Then what is the better method to use to find the answer to a question?
I'd change the word from science to empiricism, and there is no other way to learn anything. Empiricism is the interpretation of evidence in an effort to make decisions that effect desired outcomes. This is what scientists do, but it's also what every creature able to sense his world, generalize on experience (induction), and make decisions accordingly (deduction) does, and can be called informal science. By this method, I can discover what foods give me pleasure (personal knowledge), and also where and how to get them (public knowledge). This is empiricism, whether done in an observatory or laboratory, or daily life. If a question can't be answered empirically, it can't be answered at all, answers being useful propositions as described above.

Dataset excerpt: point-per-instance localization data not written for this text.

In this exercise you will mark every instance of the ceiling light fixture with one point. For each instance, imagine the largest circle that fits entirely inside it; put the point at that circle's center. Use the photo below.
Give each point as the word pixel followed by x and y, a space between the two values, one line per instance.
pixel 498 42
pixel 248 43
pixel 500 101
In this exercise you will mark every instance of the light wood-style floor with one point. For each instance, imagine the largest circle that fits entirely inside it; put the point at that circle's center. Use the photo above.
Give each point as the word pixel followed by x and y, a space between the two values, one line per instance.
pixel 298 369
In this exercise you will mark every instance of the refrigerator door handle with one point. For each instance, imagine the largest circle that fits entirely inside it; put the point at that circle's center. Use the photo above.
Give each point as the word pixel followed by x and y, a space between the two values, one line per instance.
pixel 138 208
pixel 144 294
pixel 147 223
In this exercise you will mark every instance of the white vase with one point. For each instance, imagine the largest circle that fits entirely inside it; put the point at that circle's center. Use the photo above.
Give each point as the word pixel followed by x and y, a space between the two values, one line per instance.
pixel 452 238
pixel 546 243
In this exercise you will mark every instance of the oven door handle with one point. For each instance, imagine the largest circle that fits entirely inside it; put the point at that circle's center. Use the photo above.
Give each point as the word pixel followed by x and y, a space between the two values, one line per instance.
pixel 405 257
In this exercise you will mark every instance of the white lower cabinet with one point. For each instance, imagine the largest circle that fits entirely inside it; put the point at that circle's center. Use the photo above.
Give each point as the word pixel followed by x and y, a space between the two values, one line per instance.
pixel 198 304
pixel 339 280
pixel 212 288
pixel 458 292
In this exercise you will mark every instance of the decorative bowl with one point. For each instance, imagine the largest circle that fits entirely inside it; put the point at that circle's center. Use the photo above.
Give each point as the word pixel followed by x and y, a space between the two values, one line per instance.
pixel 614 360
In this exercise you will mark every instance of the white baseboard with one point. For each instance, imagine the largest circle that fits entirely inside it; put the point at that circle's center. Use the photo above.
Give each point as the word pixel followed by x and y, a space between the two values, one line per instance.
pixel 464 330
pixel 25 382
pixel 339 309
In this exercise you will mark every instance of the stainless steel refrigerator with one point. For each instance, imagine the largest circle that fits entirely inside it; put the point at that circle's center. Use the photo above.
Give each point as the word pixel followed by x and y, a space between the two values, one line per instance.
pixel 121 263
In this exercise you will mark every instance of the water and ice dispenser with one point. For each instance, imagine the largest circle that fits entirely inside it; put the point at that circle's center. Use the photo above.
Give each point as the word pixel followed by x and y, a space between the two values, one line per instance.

Science cannot predict the future.
Sure it can, just not all of it. That's the chief value of empiricism - to predict outcomes. The value of knowledge is to inform decisions and drive actions. Those actions then influence events in the external world, and those effects lead to objective consequences that modify experience in predictable ways if we do it correctly. We should expect similar decisions made under similar circumstances to lead to similar outcomes. It is in this way that we predict the future continually.
In fact, it is this ability of an idea to be useful for predicting outcomes that justifies us calling it correct, truth, knowledge, or an answer. The ultimate measure of a true proposition is the capacity to inform decisions under the expectation of desirable consequences. And this describes both formal science and the empiricism of daily life, like looking both ways before crossing a street to effect the desired outcome of crossing safely.